How to dual boot windows xp & openSUSE 12.1

I am sorry if this question has been asked before but what can I use to partition the harddrive & what steps should I take in creating the dual boot so I don’t lose my Windows partition?

I hope I am making sense.

Thank you.

On Thu, 12 Jan 2012 23:26:02 +0000, txaggie9 wrote:

> I am sorry if this question has been asked before but what can I use to
> partition the harddrive & what steps should I take in creating the dual
> boot so I don’t lose my Windows partition?
>
> I hope I am making sense.

The openSUSE installer can resize the Windows partition for you and
handle all of that. There are plenty of threads here that go into more
detail. :slight_smile:

Jim


Jim Henderson
openSUSE Forums Administrator
Forum Use Terms & Conditions at http://tinyurl.com/openSUSE-T-C

There will be others far more experienced than I am on this.

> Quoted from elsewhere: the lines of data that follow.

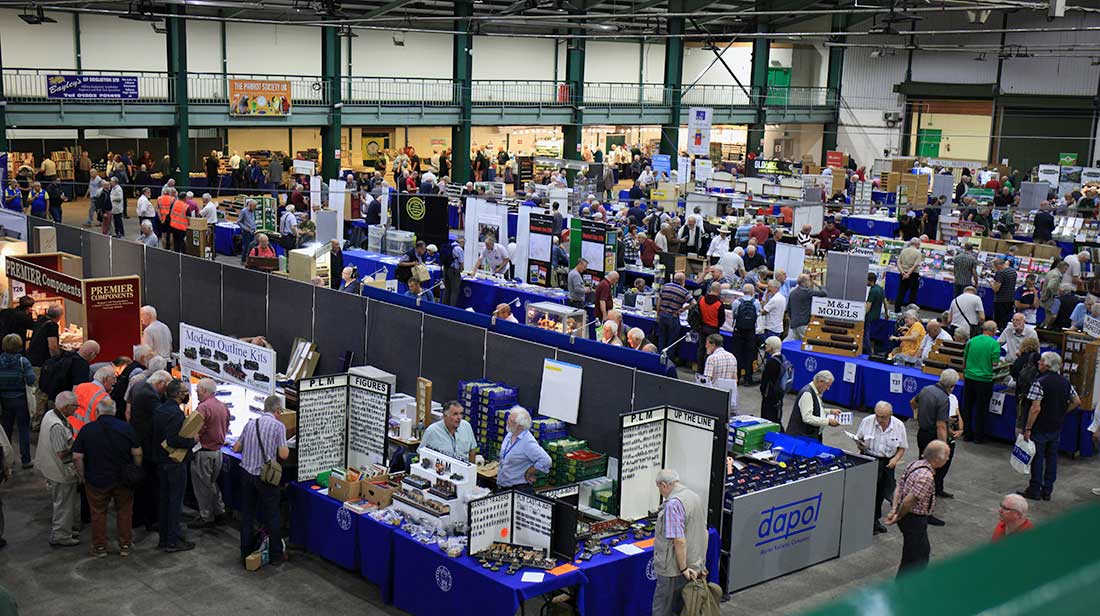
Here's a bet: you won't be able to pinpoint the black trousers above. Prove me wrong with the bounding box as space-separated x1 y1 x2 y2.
963 378 993 442
916 428 955 494
875 458 898 521
898 514 932 575
894 272 921 310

But I’ll try to help for what I can.

First, make sure you have a backup of whatever you don’t wish to lose on the WinXP drive. If everything else fails, you can always go back to that.

Here’s what I did.

  1. I backed up my data.
  2. Defragment the drive.
  3. Use the Live DVD and the disk management program in it to shrink the WinXP partition. This assumes you’re using only the one drive and not adding another.
  4. Write down what you want for Linux partitions. The default on some linux distributions is to dump everything in only one partition. What I did was to
  • Create a “shared” partition using the NTFS file system. (You get to chose the file system.) This is where I store files I want to keep and share with WinXP. Photos, documents, etc.

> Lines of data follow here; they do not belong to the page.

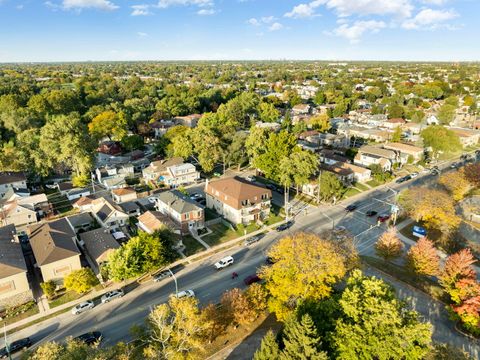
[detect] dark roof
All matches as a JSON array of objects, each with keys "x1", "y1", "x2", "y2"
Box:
[
  {"x1": 0, "y1": 172, "x2": 27, "y2": 185},
  {"x1": 28, "y1": 219, "x2": 80, "y2": 266},
  {"x1": 0, "y1": 224, "x2": 27, "y2": 279},
  {"x1": 79, "y1": 228, "x2": 120, "y2": 261}
]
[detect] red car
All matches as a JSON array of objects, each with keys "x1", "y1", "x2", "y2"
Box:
[
  {"x1": 243, "y1": 274, "x2": 260, "y2": 285},
  {"x1": 377, "y1": 214, "x2": 390, "y2": 222}
]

  • Create a boot partition. I used 102MB, but the system is only using 78MB of that.

  • Create a root partition. I set mine at 24 GB, but the system is only using 6 GB. So you could set it smaller…but leave some “breathing” room.

  • Create a home partion. I set mine at 25 GB, but I’m only using 16 GB of that. Since I use the “shared” partition" for documents, this doesn’t get used much.

  1. The install program will bring you to a point where you can manually set up your partitions. If you have those partitions written down, it makes the process much easier.

The install program will take care of the rest and will create a boot menu (grub) that allows you to chose which partition to boot into.

What I like about how I did this, is I’ve tried several linux distributions since I started about 9 months ago. In each time I install, I can go into these and set the locations for each installation and not lose any data.

Now…hopefully some far more experienced members will correct anything I said that was wrong and give you some better advice. :slight_smile:

Chris

Whether you need a shared partition as suggested by crypkema will depend on your own ways of working. I never bothered with a shared partition because I never had anything I wanted to use both in Windows and Linux - beyond copying things from Windows into Linux. If that is your situation, you can omit Section 4 and leave openSUSE to decide the partitions itself.

Make sure you enable the MBR and don’t set the hardware clock to UTC - because Windows likes the hardware clock set to local time.